In Giappone, gli studenti stanno realizzando "abiti d'angelo" per le famiglie che affrontano la perdita di un bambino in età fertile.
OKAYAMA, Giappone – Un gruppo di studenti delle scuole medie e superiori di Okayama sta cucendo piccoli indumenti per i bambini nati morti, con l'obiettivo di alleviare il dolore delle madri che spesso si sentono in colpa.
Gli studenti realizzano "abiti da angelo" e li inviano alle famiglie in lutto e alle strutture mediche in tutto il Giappone.
L'iniziativa è stata lanciata da Mai Uno, che ora ha 16 anni, dopo aver appreso della morte fetale intrauterina da sua madre, che lavora come ostetrica. All'epoca, Uno frequentava le scuole superiori.
"Sono rimasta scioccata nell'apprendere che alcune donne non vedono nascere il proprio bambino sano", ha detto, ricordando la sua reazione.
Insieme a due compagni di classe, Uno ha scelto la morte fetale intrauterina come argomento di un progetto di ricerca indipendente.

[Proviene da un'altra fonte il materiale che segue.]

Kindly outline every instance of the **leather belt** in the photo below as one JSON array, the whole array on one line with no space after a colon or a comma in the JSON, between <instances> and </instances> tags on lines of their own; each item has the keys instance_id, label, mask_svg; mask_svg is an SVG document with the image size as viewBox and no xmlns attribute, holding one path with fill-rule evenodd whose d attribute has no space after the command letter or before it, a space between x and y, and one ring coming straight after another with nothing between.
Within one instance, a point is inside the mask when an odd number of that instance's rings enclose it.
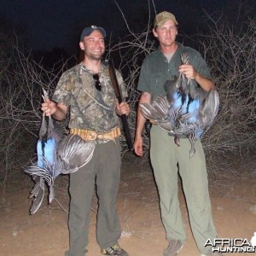
<instances>
[{"instance_id":1,"label":"leather belt","mask_svg":"<svg viewBox=\"0 0 256 256\"><path fill-rule=\"evenodd\" d=\"M119 137L121 135L121 131L118 126L108 132L96 132L92 130L71 128L70 134L79 135L84 141L114 141L117 137Z\"/></svg>"}]
</instances>

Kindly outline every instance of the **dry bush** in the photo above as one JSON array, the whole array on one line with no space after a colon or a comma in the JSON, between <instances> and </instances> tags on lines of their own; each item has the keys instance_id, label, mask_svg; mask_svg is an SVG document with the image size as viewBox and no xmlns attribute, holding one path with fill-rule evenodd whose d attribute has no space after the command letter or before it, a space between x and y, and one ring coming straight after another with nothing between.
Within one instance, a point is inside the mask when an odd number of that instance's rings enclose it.
<instances>
[{"instance_id":1,"label":"dry bush","mask_svg":"<svg viewBox=\"0 0 256 256\"><path fill-rule=\"evenodd\" d=\"M149 22L138 34L133 33L126 20L125 23L130 34L108 47L110 55L113 52L119 55L119 67L130 91L131 129L135 131L140 96L136 88L140 67L144 57L155 50L158 43L150 37ZM214 169L220 170L224 163L219 161L220 156L234 157L255 148L256 21L248 20L236 30L221 19L218 22L208 19L207 24L208 34L189 37L189 41L209 64L220 96L216 122L202 138L210 169L214 166ZM145 131L143 135L144 147L148 149L148 136ZM224 165L224 168L226 167Z\"/></svg>"},{"instance_id":2,"label":"dry bush","mask_svg":"<svg viewBox=\"0 0 256 256\"><path fill-rule=\"evenodd\" d=\"M64 63L65 64L65 63ZM58 73L49 72L19 48L18 42L1 51L0 184L22 171L35 153L41 123L42 87L49 93ZM61 65L65 68L65 65Z\"/></svg>"}]
</instances>

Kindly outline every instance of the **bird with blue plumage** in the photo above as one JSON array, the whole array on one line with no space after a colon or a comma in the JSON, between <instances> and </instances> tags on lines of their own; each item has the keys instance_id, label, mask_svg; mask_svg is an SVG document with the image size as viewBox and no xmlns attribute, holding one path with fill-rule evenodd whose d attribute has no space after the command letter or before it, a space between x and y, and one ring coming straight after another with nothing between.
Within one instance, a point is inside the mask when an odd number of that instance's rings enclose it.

Il gruppo ha incontrato professionisti sanitari esperti in materia e ha letto libri che descrivono le esperienze di donne colpite.
Attraverso le loro ricerche, hanno scoperto che le infermiere del reparto maternità a volte cuciono vestiti per i neonati nati morti. Ma spesso questi vengono solo avvolti in una garza prima di essere consegnati ai genitori.

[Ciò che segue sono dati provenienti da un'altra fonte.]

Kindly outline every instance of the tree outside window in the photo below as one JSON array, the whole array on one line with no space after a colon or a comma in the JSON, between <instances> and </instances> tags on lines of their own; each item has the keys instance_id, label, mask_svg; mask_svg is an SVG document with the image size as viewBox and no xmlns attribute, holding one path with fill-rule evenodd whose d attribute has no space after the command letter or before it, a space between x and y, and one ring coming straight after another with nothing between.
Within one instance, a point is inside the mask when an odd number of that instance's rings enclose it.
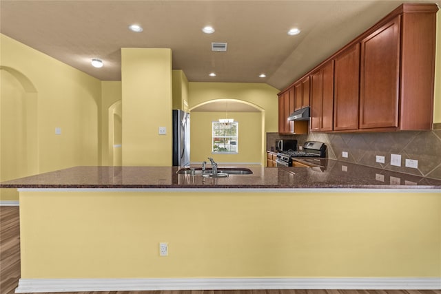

Gli studenti hanno affermato di ritenere che l'esperienza "debba essere estremamente dolorosa per le famiglie coinvolte".
Le tre ragazze decisero di creare personalmente degli abiti per i bambini nati morti, nella speranza che questi indumenti potessero offrire un po' di sostegno emotivo alle madri in lutto.
Nel 2022, hanno lanciato una campagna di crowdfunding per acquistare attrezzature e coprire altre spese. Hanno raccolto circa 580.000 yen (3.700 dollari), superando l'obiettivo prefissato, grazie anche al contributo di donne che avevano subito un parto di un feto morto o un aborto spontaneo.
Molti donatori hanno incluso messaggi come "Vorrei avere un vestito così" e "Mi sento davvero incoraggiata e sollevata".
Per orientare il loro lavoro, gli studenti hanno imparato da Chieko Yamamoto, 48 anni, rappresentante di ReFREL, un'organizzazione no-profit con sede a Kumamoto che produce abiti per persone con bisogni speciali, tra cui abiti da angelo.
Yamamoto ha spiegato che gli abiti per neonati disponibili in commercio sono troppo grandi per i bambini nati morti. Gli abiti Angel, ha detto, sono generalmente realizzati in quattro taglie per adattarsi ai feti tra le 12 e le 28 settimane, utilizzando una garza morbida, delicata sulla pelle e a doppio strato.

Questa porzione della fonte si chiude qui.